By Randell Tiongson on February 10th, 2010

Appeared at the Business Mirror, 02.08.2010

You often hear the word “diversification” when investments are discussed. Diversification is important; in fact, it is considered one of the most effective risk-management tools, minimizing investment losses.

What does Investopedia (a favorite online site for investment stuff) say about diversification?

“A risk-management technique that mixes a wide variety of investments within a portfolio. The rationale behind this technique contends that a portfolio of different kinds of investments will, on average, yield higher returns and pose a lower risk than any individual investment found within the portfolio.

“Diversification strives to smooth out unsystematic risk events in a portfolio so that the positive performance of some investments will neutralize the negative performance of others. Therefore, the benefits of diversification will hold only if the securities in the portfolio are not perfectly correlated.”

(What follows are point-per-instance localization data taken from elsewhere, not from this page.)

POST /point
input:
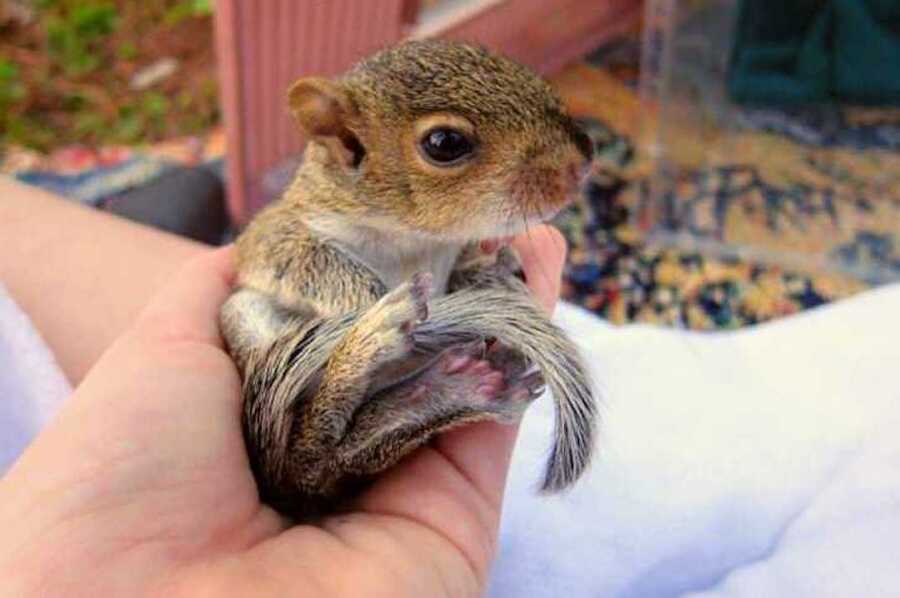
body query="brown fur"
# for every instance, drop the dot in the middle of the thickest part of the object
(349, 359)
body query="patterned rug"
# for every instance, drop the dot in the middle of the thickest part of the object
(797, 210)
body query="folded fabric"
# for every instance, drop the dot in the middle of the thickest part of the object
(761, 462)
(810, 51)
(31, 384)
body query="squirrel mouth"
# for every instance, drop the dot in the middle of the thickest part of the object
(494, 244)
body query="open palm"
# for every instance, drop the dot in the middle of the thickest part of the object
(141, 484)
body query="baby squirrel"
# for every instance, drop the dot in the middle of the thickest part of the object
(368, 316)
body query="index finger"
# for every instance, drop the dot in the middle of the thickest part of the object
(187, 308)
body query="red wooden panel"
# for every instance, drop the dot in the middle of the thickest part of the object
(263, 46)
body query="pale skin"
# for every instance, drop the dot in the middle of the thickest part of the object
(141, 485)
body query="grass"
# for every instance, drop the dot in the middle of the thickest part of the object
(65, 77)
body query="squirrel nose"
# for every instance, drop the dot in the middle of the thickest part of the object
(584, 144)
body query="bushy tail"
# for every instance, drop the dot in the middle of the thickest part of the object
(520, 323)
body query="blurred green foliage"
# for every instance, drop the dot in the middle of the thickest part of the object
(74, 30)
(76, 87)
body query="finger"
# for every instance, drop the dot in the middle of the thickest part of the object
(543, 253)
(187, 309)
(482, 453)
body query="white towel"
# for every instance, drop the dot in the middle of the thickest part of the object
(759, 463)
(31, 384)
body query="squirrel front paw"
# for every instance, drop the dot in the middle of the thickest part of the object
(390, 322)
(492, 378)
(466, 383)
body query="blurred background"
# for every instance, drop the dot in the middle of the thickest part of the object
(747, 156)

Diversification is often misunderstood and its execution has always been a mystery to many. To many of us, diversification is just putting your money in different banks or buying different pieces of property in different areas. However, diversification is much more than that and here are some ways to diversify:

1)                  By asset class—Cash or near cash (savings or checking accounts, time deposits, treasury bills or money market accounts); fixed income (government securities, corporate bonds); equities (stocks); real estate; collectibles (paintings, jewelry, etc.); enterprise (business)

2)                  By time frame—short term (about a year); medium term (up to about five to seven years); long term (over seven years)

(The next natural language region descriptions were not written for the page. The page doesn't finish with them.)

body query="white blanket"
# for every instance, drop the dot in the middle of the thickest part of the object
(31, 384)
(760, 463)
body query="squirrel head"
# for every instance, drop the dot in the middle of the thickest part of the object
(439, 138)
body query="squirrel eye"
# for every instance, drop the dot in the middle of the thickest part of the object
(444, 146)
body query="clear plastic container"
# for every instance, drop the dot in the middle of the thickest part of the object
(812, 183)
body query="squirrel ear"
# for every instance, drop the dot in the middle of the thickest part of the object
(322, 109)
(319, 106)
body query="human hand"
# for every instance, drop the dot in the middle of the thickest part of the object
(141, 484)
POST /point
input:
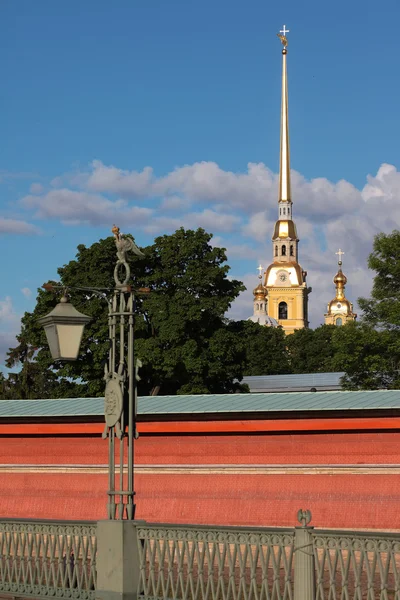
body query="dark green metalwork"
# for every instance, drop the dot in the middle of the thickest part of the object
(208, 563)
(356, 565)
(48, 558)
(120, 396)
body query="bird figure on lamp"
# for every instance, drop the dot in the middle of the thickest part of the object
(124, 244)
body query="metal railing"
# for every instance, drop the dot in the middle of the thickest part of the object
(192, 562)
(201, 563)
(356, 565)
(48, 558)
(40, 559)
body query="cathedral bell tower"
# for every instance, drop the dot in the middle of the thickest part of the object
(285, 280)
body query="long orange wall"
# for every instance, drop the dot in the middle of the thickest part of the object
(347, 479)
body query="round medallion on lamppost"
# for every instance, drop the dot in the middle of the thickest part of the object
(64, 327)
(113, 402)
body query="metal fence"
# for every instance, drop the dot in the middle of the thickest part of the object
(226, 563)
(201, 563)
(356, 565)
(48, 558)
(41, 559)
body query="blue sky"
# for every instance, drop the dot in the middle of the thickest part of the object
(94, 92)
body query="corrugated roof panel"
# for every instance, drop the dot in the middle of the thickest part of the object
(303, 380)
(209, 403)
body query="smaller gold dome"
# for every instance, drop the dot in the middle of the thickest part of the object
(338, 305)
(260, 292)
(340, 277)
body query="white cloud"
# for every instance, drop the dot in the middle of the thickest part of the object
(175, 203)
(73, 207)
(36, 188)
(208, 219)
(16, 226)
(242, 208)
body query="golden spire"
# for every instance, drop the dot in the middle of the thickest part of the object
(340, 278)
(284, 166)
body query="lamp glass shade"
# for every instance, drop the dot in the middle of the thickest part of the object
(64, 327)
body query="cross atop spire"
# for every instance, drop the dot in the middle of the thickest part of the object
(340, 254)
(282, 36)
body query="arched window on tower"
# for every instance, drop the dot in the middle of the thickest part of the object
(282, 310)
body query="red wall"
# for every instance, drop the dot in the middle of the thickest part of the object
(215, 485)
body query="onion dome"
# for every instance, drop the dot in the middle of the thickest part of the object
(259, 292)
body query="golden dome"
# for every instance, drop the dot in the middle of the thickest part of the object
(340, 277)
(339, 306)
(260, 292)
(285, 229)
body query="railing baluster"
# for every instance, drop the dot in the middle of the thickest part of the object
(36, 559)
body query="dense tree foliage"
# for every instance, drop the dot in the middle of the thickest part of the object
(383, 308)
(184, 341)
(266, 349)
(310, 350)
(182, 338)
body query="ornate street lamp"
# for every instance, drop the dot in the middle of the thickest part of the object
(64, 329)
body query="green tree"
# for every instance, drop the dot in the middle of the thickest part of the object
(369, 357)
(310, 350)
(382, 309)
(182, 338)
(265, 347)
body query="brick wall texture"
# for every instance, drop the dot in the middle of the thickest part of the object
(358, 498)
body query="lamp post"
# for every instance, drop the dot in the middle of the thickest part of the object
(64, 329)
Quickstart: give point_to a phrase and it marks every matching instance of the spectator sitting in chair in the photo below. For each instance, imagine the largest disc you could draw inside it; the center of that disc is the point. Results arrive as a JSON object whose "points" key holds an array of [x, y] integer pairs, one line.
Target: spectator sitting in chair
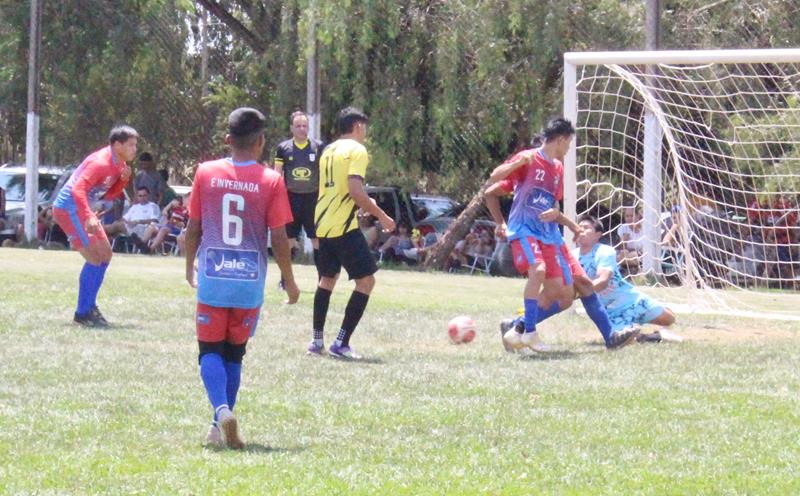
{"points": [[632, 238], [394, 247], [175, 214], [148, 177], [135, 221]]}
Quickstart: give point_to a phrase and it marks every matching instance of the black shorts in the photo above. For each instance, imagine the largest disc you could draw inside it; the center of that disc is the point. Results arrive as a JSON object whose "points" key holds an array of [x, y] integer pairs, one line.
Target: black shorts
{"points": [[303, 206], [349, 251]]}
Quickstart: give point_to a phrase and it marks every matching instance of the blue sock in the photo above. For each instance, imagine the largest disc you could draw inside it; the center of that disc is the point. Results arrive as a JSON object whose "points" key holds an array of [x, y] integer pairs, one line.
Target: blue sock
{"points": [[86, 290], [212, 371], [234, 372], [598, 314], [99, 274], [531, 313], [546, 313]]}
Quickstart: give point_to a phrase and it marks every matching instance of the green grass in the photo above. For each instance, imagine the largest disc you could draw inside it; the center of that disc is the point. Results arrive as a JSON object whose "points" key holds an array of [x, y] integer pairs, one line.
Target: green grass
{"points": [[124, 412]]}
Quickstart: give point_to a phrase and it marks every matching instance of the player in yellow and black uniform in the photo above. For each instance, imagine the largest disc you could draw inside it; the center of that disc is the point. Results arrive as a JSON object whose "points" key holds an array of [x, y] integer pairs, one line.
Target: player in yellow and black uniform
{"points": [[343, 166], [298, 160]]}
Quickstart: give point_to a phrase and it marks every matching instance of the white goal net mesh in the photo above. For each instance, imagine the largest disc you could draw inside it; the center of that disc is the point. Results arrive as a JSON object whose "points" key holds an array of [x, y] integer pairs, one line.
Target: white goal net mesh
{"points": [[719, 224]]}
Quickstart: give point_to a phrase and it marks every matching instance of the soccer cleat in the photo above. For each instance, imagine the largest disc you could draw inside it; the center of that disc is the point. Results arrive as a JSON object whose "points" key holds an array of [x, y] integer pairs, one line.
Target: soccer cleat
{"points": [[343, 352], [214, 437], [505, 326], [230, 429], [99, 320], [315, 349], [512, 341], [623, 338], [653, 337], [531, 340]]}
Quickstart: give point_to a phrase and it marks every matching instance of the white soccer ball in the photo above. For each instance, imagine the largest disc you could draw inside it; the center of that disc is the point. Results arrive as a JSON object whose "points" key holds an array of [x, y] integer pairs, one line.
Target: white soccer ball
{"points": [[461, 329]]}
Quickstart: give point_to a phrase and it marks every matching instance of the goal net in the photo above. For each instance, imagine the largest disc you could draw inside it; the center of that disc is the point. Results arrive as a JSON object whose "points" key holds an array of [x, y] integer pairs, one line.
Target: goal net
{"points": [[691, 159]]}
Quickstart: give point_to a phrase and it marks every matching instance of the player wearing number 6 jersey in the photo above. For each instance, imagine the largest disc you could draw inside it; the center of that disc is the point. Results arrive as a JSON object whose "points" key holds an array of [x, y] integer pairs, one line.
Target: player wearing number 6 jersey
{"points": [[233, 201], [343, 167]]}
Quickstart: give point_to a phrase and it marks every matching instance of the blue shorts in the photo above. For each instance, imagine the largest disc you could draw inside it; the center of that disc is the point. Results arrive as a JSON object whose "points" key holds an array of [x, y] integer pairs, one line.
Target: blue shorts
{"points": [[641, 311]]}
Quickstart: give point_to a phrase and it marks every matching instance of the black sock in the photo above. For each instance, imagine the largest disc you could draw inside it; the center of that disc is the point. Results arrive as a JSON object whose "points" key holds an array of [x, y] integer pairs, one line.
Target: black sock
{"points": [[321, 300], [352, 314]]}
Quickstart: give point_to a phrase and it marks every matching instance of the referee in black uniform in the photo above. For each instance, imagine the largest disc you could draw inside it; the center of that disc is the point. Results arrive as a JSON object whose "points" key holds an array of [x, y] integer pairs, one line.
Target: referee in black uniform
{"points": [[298, 160]]}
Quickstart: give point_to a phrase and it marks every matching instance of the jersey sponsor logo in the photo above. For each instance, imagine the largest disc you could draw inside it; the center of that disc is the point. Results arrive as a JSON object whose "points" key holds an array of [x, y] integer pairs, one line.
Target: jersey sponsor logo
{"points": [[539, 200], [231, 184], [301, 173], [238, 265]]}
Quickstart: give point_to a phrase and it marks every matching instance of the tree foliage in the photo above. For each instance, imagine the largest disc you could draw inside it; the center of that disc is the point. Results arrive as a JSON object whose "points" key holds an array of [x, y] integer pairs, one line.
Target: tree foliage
{"points": [[451, 86]]}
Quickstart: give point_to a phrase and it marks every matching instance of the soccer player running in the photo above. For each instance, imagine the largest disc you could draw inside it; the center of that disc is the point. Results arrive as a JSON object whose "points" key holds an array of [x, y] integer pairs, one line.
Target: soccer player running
{"points": [[298, 160], [626, 306], [343, 167], [232, 203], [536, 178], [103, 174]]}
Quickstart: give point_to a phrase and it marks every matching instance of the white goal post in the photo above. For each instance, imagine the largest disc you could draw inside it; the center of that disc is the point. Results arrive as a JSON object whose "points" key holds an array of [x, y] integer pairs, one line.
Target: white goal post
{"points": [[707, 141]]}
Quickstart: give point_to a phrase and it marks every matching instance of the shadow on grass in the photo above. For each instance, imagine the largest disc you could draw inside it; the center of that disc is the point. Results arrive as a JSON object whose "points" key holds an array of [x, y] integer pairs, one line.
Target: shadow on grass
{"points": [[257, 448], [364, 360], [560, 354]]}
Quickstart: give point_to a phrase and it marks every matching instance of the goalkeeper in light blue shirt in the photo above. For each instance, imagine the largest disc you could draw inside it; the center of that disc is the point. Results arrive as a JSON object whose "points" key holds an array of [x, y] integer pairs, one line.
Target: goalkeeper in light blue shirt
{"points": [[626, 306]]}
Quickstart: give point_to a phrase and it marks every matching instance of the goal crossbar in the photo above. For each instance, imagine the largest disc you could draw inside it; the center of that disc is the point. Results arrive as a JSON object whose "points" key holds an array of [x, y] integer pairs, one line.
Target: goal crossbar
{"points": [[749, 56]]}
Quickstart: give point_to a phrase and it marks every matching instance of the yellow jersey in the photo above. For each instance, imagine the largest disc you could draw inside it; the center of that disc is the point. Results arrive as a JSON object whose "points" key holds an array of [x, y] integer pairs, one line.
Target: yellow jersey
{"points": [[336, 211]]}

3)                  By risk—conservative, moderate, high or speculative

4)                  By liquidity—highly liquid vs. nonliquid

Above are just a few ways to consider classifying your assets/investments regarding diversification. Here are some diversification tips: vary your asset classes; combine short-, medium- and long-term investments; combine highly liquid and nonliquid assets.

By practicing diversification, you are also practicing sound risk management. A properly constructed diversification strategy will minimize the risks of your investments and, at the same time, give you better yields as compared with taking an ultra-conservative position. With a good diversified portfolio, the risk of totally wiping out your wealth is highly unlikely, but at the same time, allow you to experience better growth which will be more than inflation.

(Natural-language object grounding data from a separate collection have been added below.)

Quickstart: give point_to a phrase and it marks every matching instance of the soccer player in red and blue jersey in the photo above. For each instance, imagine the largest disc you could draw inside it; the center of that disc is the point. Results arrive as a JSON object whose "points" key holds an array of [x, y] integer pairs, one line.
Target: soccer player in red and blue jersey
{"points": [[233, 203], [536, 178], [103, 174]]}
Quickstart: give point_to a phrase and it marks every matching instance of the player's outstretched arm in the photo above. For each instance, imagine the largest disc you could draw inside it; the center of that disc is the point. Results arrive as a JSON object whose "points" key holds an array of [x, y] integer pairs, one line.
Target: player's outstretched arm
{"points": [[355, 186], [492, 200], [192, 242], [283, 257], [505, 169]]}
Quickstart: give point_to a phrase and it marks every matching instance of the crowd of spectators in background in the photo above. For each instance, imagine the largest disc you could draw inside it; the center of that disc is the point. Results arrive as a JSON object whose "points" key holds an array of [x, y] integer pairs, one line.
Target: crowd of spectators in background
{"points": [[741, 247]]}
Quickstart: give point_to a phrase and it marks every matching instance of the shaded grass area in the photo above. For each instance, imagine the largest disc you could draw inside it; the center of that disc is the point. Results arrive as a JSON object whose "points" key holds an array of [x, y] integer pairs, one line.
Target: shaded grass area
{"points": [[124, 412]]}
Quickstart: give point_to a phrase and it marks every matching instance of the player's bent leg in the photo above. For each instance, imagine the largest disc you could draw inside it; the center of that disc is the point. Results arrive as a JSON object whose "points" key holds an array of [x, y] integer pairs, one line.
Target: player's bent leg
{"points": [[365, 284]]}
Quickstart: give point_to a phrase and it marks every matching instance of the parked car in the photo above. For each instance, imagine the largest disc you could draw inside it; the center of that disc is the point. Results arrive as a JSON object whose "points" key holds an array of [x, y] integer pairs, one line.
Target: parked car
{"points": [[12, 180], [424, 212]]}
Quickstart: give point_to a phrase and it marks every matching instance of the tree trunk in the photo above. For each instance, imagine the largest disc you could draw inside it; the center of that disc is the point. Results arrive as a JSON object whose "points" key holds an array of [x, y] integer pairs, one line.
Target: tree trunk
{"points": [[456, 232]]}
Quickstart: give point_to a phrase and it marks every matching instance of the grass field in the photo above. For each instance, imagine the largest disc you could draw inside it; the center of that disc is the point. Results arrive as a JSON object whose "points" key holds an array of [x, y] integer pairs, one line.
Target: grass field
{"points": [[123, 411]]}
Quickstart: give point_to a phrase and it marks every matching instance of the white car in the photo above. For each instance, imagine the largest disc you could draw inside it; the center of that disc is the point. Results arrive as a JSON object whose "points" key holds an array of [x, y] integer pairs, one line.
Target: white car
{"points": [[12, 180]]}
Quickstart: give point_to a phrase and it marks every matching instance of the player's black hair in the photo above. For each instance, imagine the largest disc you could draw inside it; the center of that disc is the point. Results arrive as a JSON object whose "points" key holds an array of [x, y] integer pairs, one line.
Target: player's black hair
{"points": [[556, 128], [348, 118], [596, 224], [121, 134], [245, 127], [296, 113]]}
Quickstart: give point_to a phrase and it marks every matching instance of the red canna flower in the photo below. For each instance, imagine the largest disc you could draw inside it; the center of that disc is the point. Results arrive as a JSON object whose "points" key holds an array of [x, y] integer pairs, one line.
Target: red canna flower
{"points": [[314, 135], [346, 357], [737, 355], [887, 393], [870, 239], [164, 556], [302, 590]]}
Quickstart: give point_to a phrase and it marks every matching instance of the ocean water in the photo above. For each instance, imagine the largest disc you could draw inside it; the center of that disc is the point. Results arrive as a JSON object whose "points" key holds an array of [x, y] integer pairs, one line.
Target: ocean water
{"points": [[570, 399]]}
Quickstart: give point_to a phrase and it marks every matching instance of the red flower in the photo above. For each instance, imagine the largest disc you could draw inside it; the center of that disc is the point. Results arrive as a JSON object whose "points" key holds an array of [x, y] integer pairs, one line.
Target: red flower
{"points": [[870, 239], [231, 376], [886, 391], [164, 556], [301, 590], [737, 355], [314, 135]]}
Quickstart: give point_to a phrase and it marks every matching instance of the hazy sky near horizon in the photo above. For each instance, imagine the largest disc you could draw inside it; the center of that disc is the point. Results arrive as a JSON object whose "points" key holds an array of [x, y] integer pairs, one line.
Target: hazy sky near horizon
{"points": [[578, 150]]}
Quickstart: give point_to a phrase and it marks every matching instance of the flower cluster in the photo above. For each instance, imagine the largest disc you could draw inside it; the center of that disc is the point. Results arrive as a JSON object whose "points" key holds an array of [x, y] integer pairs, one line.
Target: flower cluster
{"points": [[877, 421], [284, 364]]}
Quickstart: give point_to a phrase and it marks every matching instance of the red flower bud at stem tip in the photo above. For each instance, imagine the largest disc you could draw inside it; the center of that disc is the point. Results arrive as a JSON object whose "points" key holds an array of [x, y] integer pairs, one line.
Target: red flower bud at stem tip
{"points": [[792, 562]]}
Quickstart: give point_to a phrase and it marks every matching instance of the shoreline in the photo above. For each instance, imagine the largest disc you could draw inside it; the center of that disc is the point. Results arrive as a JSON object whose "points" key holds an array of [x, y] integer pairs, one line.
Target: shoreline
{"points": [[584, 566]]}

But diversification also has its downside. Sometimes, a portfolio that is too diversified can also prevent you from earning properly, as the volatility of many of the players in your portfolio can cancel each other. However, having a very risk-averse position can be just as dangerous as taking a risky option, as inflation can erode the value of your wealth. The more prudent option then would be to learn diversification.

Do not be too afraid to try out diversification, it is not rocket science. Come up with a diversified program that is consistent with your investment objective, risk tolerance and time frame and you are on the road to achieving financial peace.

I really like the way the Bible talks about diversification. Yes, the Bible is a good source of investment wisdom and here’s proof: “But divide your investments among many places, for you do not know what risks might lie ahead.”—Ecclesiastes 11:2 (New Living Translation)

Since the Bible advocates diversification, I am assured that it’s a great idea.